Zum 500. Geburtstag des Dichters Marin Drzic

Der Shakespeare Kroatiens

Im Jahr 1508 wurde im kroatischen Dubrovnik der vielleicht beste und bekannteste Theaterautor der Südslawen, Marin Drzic, geboren. Zu Unrecht ist sein Werk außerhalb Kroatiens weitgehend unbekannt. Doch aus dem internationalen Marin-Drzic-Jahr ist nichts geworden.

Der kroatische Renaissancedichter und Dramatiker Marin Drzic (1508-1567) genoss in Kroatien den Status, den William Shakespeare in der englischsprachigen Welt hat. 2008 ist in seinem Heimatland Kroatien angesichts der 500. Wiederkehr seines Geburtstags vom kroatischen Parlament (Sabor) das Marin-Drzic-Jahr ausgerufen worden. Das Konterfei des Dichters soll eine Briefmarke und eine Goldmünze zieren.

Es gibt kein Kind in Kroatien, das in seinen Schuljahren nichts über Drzic erfahren hätte. Der im Dubrovnik geborene Dichter hat Gedichte, Pastoralen, politische Schriften und Pamphlete verfasst. Sein Ruhm und seine Bedeutung verdankt sich aber seinen Komödien. Zu den bekanntesten und besten seiner Stücke gehören "Vater Marojes Dukaten", "Der Geizhals" sowie "Die Geschichte von Stanac und Tirena". Theaterkenner stellen ihn in eine Reihe mit Lope de Vega, Ben Jonson und Molière.

Seine Stücke bilden das Hauptprogramm der Dubrovniker Sommerfestspiele. In den prächtigen Kulissen der Altstadt Dubrovnik kommen seine bildhaften Figuren am besten zur Geltung. Sie sind bis heute eine Herausforderung für die besten Regisseure und Schauspieler geblieben.

Theater und Politik

In den späten 1960er Jahren war Jugoslawien als Modellstaat der Arbeiterselbstverwaltung in der linken Szene hoch geschätzt und so hat Marin Drzic seine Publikum auch außerhalb Jugoslawiens in Theatern auf der ganzen Welt gefunden. Die besten Regisseure aus Jugoslawien konnten so - Drzic sei Dank - ihre Karrieren ins Ausland erweitern. Sei es, dass seine Sujets und Figuren für das Publikum doch zu regional waren, sei es, dass seine reiche und schöne kroatische Sprache mit ihrer starken Dubrovniker Klangfärbung in ihren Übersetzungen doch zuviel von ihrer Ausdruckskraft verliert - das internationale Interesse für Drzic hat sich in Grenzen gehalten.

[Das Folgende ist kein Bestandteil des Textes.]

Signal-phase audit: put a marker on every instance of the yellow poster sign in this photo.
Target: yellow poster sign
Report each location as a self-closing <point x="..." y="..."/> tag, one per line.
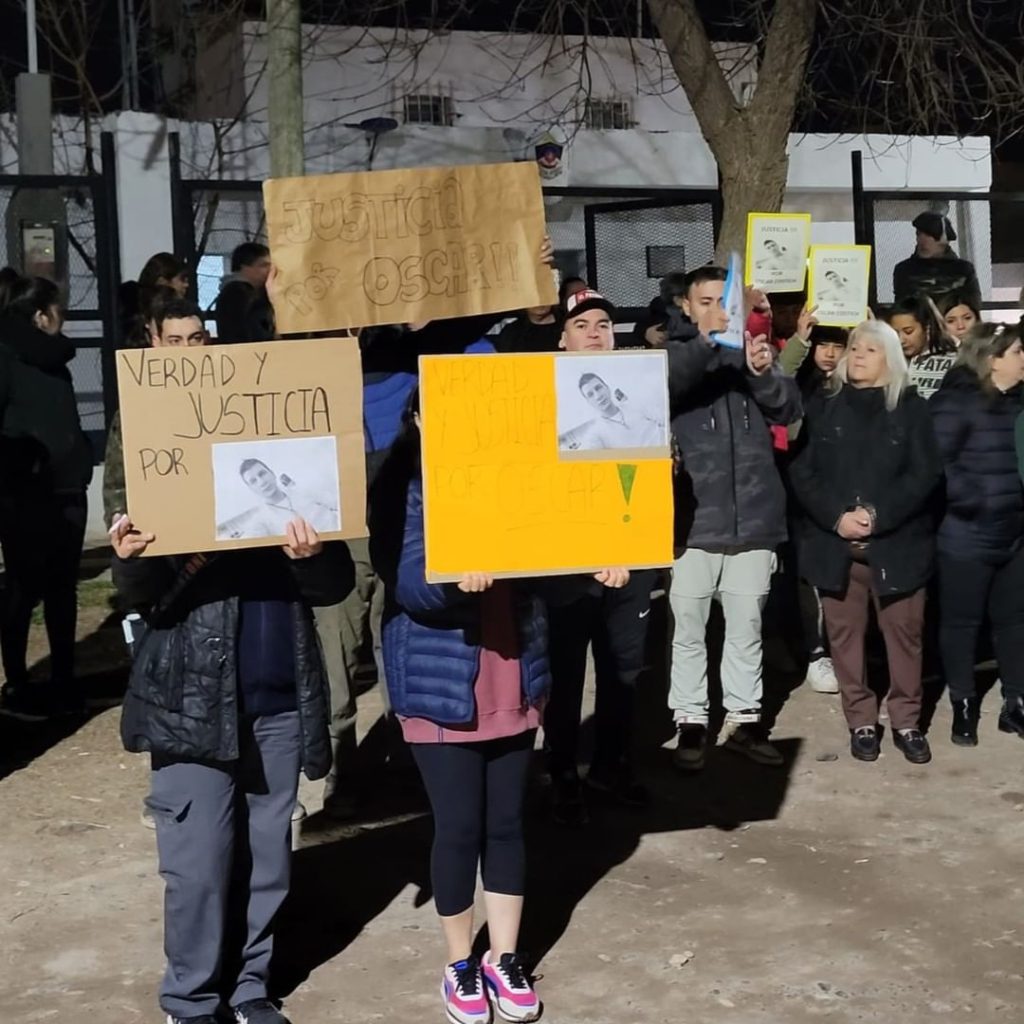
<point x="407" y="246"/>
<point x="507" y="487"/>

Als Meister der Sprache hat Drzic allen seinen Theaterfiguren charakteristische Sprachmerkmale gegeben, aber in den Übersetzungen ist dieses sublime Erkennungsmerkmal ausgeblendet geblieben.

Der Höhepunkt der Drzic-Rezeption jedenfalls ist längst überschritten. Der Zerfall Jugoslawiens in den 90er Jahren des vergangenen Jahrhunderts hat andere alte wie zeitgenössische Autoren in den Blick gerückt, durch deren Sicht man literarisch die Ursachen der grausamen Geschehnisse zu erklären versuchte. Für Marin Drizic, diesen hedonistischen Renaissancedichter mit seinen lebenslustigen und frivolen Figuren des Frühkapitalismus war in diesem Zusammenhang kein Platz.

Knolle statt Dichtkunst
Aus dem Versuch, 2008 zu einem weltweiten Marin-Drzic-Jahr zu machen, ist letztlich nichts geworden, obwohl zum Beispiel die Vereinten Nationen für heuer doch selbst ein "Internationales Jahr des Erdapfels” auszurufen vermocht haben. In Kroatien scheint man sich mehr um Fußballer und andere erfolgreiche Sportler zu kümmern, als um verblichene Renaissancemenschen.

Wie im Falle Shakespeares ist über Drzics Leben nicht allzu viel Verbrieftes bekannt. Dass er in Wien mit einem "abenteuerlichen Grafen" Rogendorf verkehrte, ist bekannt. Auch dass Drzic und dieser Christoph von Rogendorf gemeinsam nach Konstantinopel gereist sind, weiß man, was sie dort gemacht und erlebt haben, schon wieder nicht.

Dennoch wurde sein Leben in Kroatien letztlich einige Male verfilmt und zumindest in diesem Jahr sollten alle kroatischen Bühnen seine Stücke spielen. Zahlreiche Veranstaltungen werden seinem Werk und seinem Leben gewidmet sein. Aus dem Schatten Fußball spielender Landsleute wird Marin Drizic wohl auch im Jahr 500 nach seiner Geburt nicht treten.